Employers will need to begin planning now, if they haven't already, to deal with the reality of the excise tax, said Helen Morrison, a principal with Ernst & Young LLP in Washington, at an Oct. 9 meeting of the American Bar Association's Joint Committee on Employee Benefits. There is no “silver bullet” that will control costs, but there are many opportunities, Morrison said.
Steps that employers can take to protect themselves include wellness strategies targeting areas that drive plan costs; delivery of medical services to patients by interactive audio, video and other technology; and implementation of new procedures to pay for benefits, Adam C. Solander, an associate for the Washington office of Epstein Becker and Green PC, told Bloomberg BNA.
The excise tax should be given a more middle-class status name, such as the “Camry tax,” because it is to affect more than just high-cost plans, Morrison said. Even plans with a 70 percent actuarial value—a silver-tier plan under the ACA—will reach the thresholds soon after 2018, she said.
Because the tax threshold is tied to the urban consumer price index and not to health cost trends, which has been rising much faster, the tax will affect more than just high-cost plans, Morrison said.
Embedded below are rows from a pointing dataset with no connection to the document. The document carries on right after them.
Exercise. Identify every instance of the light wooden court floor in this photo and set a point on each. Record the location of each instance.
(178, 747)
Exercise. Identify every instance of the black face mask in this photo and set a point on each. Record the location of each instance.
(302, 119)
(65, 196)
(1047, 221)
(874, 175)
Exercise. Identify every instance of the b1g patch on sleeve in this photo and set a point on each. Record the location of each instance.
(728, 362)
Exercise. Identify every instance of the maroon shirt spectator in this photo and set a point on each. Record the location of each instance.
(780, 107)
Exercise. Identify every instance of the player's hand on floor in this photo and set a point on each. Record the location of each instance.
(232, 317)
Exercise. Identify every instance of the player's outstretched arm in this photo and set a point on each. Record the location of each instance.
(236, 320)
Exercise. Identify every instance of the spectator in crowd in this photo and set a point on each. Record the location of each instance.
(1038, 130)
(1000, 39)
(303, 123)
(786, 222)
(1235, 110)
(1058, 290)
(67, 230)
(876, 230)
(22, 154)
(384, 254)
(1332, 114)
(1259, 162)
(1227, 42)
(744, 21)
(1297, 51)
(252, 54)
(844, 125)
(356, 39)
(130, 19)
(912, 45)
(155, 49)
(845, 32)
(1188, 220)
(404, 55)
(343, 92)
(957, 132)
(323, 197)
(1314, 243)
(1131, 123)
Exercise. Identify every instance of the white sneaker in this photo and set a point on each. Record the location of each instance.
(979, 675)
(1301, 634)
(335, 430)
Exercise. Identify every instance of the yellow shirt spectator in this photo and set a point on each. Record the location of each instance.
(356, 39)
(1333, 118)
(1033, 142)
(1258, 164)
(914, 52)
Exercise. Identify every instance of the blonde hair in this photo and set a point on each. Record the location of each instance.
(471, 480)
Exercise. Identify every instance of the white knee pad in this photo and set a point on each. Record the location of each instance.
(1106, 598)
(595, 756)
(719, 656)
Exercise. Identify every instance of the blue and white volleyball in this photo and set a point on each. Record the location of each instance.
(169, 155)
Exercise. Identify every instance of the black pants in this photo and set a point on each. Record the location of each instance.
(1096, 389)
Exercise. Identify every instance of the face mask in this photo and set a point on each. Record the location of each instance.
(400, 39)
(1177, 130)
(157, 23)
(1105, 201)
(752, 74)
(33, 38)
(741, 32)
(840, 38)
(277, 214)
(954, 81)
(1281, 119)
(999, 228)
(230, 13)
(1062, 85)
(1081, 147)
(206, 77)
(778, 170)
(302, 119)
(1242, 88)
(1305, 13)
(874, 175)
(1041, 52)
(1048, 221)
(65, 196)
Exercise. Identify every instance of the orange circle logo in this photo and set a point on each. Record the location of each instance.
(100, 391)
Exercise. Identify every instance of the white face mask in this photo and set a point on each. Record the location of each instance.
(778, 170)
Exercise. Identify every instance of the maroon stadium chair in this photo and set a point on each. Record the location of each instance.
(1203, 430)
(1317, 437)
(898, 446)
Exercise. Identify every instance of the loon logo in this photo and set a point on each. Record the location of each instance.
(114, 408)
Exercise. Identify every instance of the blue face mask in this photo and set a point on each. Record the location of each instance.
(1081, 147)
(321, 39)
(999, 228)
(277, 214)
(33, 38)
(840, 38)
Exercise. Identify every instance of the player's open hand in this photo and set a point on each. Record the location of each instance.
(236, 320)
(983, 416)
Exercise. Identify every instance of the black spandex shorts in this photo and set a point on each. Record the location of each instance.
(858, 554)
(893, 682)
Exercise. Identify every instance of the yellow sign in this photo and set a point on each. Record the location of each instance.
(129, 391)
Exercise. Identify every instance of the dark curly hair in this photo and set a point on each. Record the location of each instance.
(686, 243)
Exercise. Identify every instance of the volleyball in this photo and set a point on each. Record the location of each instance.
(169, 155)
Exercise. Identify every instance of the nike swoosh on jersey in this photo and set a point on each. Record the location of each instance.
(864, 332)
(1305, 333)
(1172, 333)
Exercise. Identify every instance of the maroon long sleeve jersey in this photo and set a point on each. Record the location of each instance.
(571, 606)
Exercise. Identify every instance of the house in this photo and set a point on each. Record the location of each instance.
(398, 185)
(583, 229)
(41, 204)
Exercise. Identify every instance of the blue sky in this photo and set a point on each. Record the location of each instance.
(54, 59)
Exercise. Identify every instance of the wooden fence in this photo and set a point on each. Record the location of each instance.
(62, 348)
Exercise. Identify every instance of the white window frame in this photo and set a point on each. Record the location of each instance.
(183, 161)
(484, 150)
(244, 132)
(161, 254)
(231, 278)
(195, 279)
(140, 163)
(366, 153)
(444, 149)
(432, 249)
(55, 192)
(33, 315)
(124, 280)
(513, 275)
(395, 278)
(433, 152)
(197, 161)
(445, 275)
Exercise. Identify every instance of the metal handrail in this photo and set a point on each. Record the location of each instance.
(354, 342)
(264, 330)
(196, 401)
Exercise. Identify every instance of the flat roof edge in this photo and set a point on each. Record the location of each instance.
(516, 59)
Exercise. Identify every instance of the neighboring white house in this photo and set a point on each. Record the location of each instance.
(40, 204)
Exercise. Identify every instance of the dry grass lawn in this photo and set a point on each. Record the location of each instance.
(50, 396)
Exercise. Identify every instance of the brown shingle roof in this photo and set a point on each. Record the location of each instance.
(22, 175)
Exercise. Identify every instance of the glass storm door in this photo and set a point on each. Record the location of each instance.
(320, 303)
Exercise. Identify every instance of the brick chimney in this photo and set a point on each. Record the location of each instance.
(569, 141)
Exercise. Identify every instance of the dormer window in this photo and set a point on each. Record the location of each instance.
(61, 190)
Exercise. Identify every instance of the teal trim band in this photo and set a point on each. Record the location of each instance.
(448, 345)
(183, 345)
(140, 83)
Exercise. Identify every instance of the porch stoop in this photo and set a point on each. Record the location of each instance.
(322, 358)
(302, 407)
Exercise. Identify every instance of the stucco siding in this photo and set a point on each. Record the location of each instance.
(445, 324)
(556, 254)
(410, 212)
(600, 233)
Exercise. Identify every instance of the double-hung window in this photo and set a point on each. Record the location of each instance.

Forty percent of employers expect the tax to affect at least one of their health plans in 2018, the Aon Hewitt news release said. Furthermore, 68 percent of employers expect the tax to affect at least one health plan by 2023 because medical costs are expected to rise, it said. The consulting company surveyed 317 U.S. employers, and the survey is yet to be released.
According to the news release, 62 percent of employers that have determined the effect of the tax are making changes to plans.
These changes include beginning out-of-pocket payments (33 percent), wellness incentives (31 percent) and reducing spousal eligibility (14 percent), the news release said. Some employers also are likely to start using reference-based pricing and narrow provider networks (40 percent) and limiting flexible spending, health savings or health reimbursement accounts contributions counted against thresholds (31 percent).
The survey also found that 88 percent of employers are in favor of repealing the excise tax, but only 2 percent would stop offering health-care coverage as a strategy for minimizing exposure to the tax, the release said.